雪彦山 紅菱会ルートの掃除(2021-10-10)

最終更新日

1年ほど前、ちゃんと登ろうと思って紅菱会ルートの掃除をした。壁のコンディションがあらかたよくなったので、昨年のうちにリードしようと思っていたものの、結局、その後トライすることなく放置していたので、再び掃除しに行った。

メンバー

崎間(単独)

行程

  • 2021-10-10(日)
    06:40 加古川市
    08:10 賀野神社
    08:50/09:10 地蔵岳山頂
    09:30/11:50 紅稜会ルート掃除・試登
    12:10/12:30 地蔵岳山頂
    13:00 賀野神社

詳細

アプローチ

06:00自宅発。車のタイヤが減っているせいか、スピードを出すとプルプル震えて怖いので、なるべくゆっくり走行する。累計走行距離は16万kmに迫ろうとしているので、あとどれくらい走ってくれるか心配になっている。来年の車検を通してあと3年間乗るのがいいかな、などと考えているといつもの賀野神社前の広場に到着。

地蔵岳のピークまで登山道を歩き、正面壁側の支点から懸垂下降で紅菱会ルートを降りる。2ピッチ目の終了点に荷物を置き、懸垂下降したロープをいったん抜き、ラビットノットで終了点にフィックス。掃除道具と登り返し用のギアを身に付け、グリグリで下降しながら2ピッチ目の掃除を開始する。

▲地蔵岳山頂で準備
▲2ピッチ目終了点にロープをフィックスしザックを置いて下降

掃除

前回掃除したときは、土や苔の層が多く付着しており、しかも雨が降っていたのでブラッシングした端からドロドロになって、なかなかきれいにならずしんどかった。多くの苔を壁からむしり取り、投げ払った。

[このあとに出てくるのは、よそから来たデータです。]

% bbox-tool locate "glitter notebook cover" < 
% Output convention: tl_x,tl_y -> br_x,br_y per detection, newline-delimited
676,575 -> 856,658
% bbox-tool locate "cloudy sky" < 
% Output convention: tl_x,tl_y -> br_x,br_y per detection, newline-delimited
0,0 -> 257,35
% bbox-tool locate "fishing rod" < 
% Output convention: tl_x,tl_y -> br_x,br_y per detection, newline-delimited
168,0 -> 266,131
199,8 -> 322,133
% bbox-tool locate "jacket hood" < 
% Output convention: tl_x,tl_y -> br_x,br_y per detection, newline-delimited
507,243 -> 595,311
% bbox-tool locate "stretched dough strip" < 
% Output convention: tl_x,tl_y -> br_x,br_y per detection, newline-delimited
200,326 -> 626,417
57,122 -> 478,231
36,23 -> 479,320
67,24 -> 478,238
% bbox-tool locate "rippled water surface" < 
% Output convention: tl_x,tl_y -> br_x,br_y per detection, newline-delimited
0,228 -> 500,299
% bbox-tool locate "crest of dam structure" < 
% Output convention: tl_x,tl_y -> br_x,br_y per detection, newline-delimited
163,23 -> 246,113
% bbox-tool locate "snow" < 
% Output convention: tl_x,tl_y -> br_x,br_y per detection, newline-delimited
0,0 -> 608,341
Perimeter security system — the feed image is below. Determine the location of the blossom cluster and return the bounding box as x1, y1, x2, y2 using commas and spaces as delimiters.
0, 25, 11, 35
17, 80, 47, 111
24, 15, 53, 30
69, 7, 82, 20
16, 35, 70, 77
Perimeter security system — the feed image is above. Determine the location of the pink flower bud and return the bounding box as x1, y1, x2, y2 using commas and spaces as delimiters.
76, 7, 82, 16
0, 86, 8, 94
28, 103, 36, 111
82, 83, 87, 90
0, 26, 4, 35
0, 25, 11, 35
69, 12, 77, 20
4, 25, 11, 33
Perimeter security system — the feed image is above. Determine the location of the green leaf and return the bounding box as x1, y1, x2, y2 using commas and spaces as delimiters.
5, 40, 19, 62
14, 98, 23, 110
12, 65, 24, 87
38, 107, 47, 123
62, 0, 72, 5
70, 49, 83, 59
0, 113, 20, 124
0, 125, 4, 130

今日は、時折小雨に見舞われたものの、岩はカラッと乾いていて、ブラッシングするとどんどんきれいになりフリクションがよくなる。それに、前回の掃除効果が継続しているのか、そんなに汚れていなかった。ルート上に苔はほとんどないし、岩の隙間から生えていたブッシュもわずか。前回の掃除は、無駄ではなかった。

剥がされた苔の立場からすると、1年程度ではとうてい復活できないダメージを負った訳で、それを喜んでいる僕という人間は、自然を愛する側ではないな、とは思う。

▲核心部分を掃除する

ルートの核心部となる垂壁部分は、使うであろうホールドに目星を付けて丹念にブラッシングする。広めのブラシで岩の表面をこすり、細めのブラシに持ち替えて隙間をきれいにする。フリクションを確かめて、また広めのブラシで岩全体を掃き清める。この作業を幾度も繰り返していると、自分がそのための機械、それしかできない存在になったかのような気持ちになる。修験道の行場としてしられる雪彦山で岩を磨いていると、クライミングや登山という枠を超えて、悟りを開いてしまいそうだ。

さて、1年前は4時間かけても完了とは言い難かったけれど、今回は2時間程でめぼしいホールドは全てブラッシングを完了できた。キーホールドと思わしきあのカチも、あのスメアポイントも、フリクションばっちりだ。登り返すついでにトップロープ状態で試登してみると、だいたいのムーブは解決した。

▲どうしても、体は苔や土埃にまみれてしまう
▲2ピッチ目の一番下まで降りてきて、掃除終了

下山

せっかく掃除が終わり、ムーブも解決したので、できればロープソロでレッドポイントといきたいところだけれど、2時間もブラシを握りしめていたので握力が心もとない。後続パーティーも登って来られたので、撤収とする。3ピッチ目をロープソロでリードし、懸垂下降し、ザック一を担いでまた登る。

壁を掃除することは、いわゆるセルフレスキューのトレーニングに持ってこいだ。確実にロープをフィックスし、岩壁を降り、停止し、登り返す。セルフレスキューのうち自己脱出と呼ばれる技術は、言ってしまえばこれだけだ。アルパインルートを掃除することで、実践的な自己脱出力が養われるのではないだろうか。